Retrieving dynamically-generated and database-driven web pages using a search engine robot
The present invention in one embodiment includes a computer implemented method for performing a crawl of a web-site that contains linked web pages. The invention includes retrieving a URL with variable that identifies said web page and utilizing said variable to gain access to said web page.
The present application claims benefit to provisional application 60/517,634 filed Nov. 5, 2003.
BACKGROUND OF THE INVENTION1. Field of the Invention
The present invention relates generally to the retrieval of web pages. More particularly the invention relates to web pages that are customized and delivered to users based on a user's request and/or that are generated using information stored in a database.
2. Description of Related Art
The World Wide Web (“web”) contains a vast amount of information not currently accessible by search engines due to the fact that search engine robots, (also referred to as bots, crawlers or spiders) are not compatible with pages that utilize dynamic variables. Web servers use unique URL addresses that instruct page templates on how and what custom content they should display in response to a user's request. A web “crawl” consists of retrieving pages from a targeted web server, cataloging hyperlink references from each page retrieved and adding those hyperlinks to a queue for future retrieval. Once the queue has been exhausted, the crawl has been completed. However, because of the possibilities and potential permutations of variables and values for a particular dynamic web page may bots are incapable of accessing, cataloging and reposing a target web site's dynamic documents for use in current search engine indexes.
SUMMARY OF THE INVENTIONThe purpose of the invention is to enable a search engine bot to build a collection of web pages from a particular web site utilizing dynamically generated pages, which may utilize database-stored information. Web servers publish content via dynamically-generated web pages by specifying customization variables sent via the URL request (called the querystring). Databases are also commonly used to more efficiently propagate content without the need to store individual documents with each piece of unique content available on a web site. Documents are customized based on user requests and typically have a finite number of permutations associated with each document (also known as a page template). The method of the invention identifies the dynamic variables being used from web pages on a particular web site and then retrieves the page template populated with all possible content permutations available. In addition the method of the invention may also save the variables and values to a database for further use.

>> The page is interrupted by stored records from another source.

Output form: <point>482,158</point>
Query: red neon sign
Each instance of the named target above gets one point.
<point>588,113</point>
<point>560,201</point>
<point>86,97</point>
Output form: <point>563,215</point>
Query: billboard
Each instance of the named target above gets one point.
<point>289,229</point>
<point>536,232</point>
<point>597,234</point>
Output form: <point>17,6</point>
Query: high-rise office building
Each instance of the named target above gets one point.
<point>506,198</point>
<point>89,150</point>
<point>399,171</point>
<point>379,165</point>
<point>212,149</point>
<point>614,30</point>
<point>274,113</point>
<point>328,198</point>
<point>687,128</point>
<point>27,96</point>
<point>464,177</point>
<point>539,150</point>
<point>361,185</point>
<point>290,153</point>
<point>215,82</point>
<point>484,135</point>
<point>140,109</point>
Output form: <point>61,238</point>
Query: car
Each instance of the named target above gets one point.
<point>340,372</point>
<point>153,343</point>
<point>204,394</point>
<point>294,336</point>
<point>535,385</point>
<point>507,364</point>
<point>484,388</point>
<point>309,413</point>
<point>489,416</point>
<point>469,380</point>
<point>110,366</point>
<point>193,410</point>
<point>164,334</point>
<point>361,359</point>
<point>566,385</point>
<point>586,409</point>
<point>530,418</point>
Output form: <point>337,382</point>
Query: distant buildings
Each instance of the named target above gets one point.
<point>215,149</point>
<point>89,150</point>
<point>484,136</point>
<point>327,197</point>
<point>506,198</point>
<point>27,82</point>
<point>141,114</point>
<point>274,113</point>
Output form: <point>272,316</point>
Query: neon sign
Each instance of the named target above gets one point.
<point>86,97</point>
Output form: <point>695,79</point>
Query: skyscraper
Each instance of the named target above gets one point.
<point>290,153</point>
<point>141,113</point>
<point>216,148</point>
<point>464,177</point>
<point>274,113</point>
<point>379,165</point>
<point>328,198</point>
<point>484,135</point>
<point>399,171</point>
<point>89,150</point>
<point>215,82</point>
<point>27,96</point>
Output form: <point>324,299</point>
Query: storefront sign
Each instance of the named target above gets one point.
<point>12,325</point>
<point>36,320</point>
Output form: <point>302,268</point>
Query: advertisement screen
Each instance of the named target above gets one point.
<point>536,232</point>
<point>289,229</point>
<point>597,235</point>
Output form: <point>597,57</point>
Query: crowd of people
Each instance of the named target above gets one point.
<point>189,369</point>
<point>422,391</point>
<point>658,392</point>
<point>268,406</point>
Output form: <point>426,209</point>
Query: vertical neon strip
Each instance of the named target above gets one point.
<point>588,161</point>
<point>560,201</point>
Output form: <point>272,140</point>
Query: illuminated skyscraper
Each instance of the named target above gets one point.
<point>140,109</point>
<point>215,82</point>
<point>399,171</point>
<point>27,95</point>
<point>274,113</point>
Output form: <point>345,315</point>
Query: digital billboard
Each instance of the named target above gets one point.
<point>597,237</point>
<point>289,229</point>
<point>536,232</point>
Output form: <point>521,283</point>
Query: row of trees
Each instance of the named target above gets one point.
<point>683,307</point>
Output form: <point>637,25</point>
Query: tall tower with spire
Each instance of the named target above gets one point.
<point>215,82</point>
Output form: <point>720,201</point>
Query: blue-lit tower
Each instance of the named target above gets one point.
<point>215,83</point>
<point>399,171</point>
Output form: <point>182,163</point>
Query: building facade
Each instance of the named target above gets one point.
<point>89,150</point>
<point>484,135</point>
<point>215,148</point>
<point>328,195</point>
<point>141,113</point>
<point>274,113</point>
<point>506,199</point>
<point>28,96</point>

BRIEF DESCRIPTION OF THE DRAWINGSThe accompanying drawings, incorporated in and constitute part of this specification, illustrate an embodiment of the invention and, together with the description, explain the invention. In the drawings,
Overview
A generalized computer network diagram, consistent with the present invention is illustrated in
Operation
http://www.dipsie.com/bot/default.aspx?v1=10&v2=20&v3=30.
For each hyperlink reference the method extracts the variables and splits the variables into value pairs, Step 230. Value pairs are defined as variable name and variable value definitions for each x=y relationship contained in a hyperlink reference. In the above reference, the method would break the reference variables into 3 value pairs. Those being: variable 1 name=v1, variable 1 value=10; variable 2 name=v2, variable 2 value=20; and variable 3 name=v3, variable 3 value=30. For each value pair found in the HREF, the variable name is check to determined if the same is stored in the database, Step 240. If the variable name is not in the database, the value pair is added to the database, a VP occurrence marker is set to one and a VN occurrence marker is set to one, Step 245. If the variable name is in the database, the variable value is check against the variable value in the database associated with the variable name, Step 250. If the variable value is not in the database, the value pair is added to the database, a VP occurrence marker is set to one and the VN occurrence marker is incremented by one set to one, Step 255. If the variable value is in the database, the VP occurrence marker defined for the value pair is incremented by 1, Step 260. The method repeats until all value pairs in the hyperlink reference have been checked, Step 270, and all hyperlink references have been checked, Step 280.
The method continues by determining whether each value pair is a session variable or a contextual variable, Step 285. For each value pair the VP Occurrence marker is divided by the VN Occurrence marker, Step 290. If this value is greater than 90%, Step 292, we consider the value pair to be a session variable, Step 295, otherwise it is a contextual variable, Step 297.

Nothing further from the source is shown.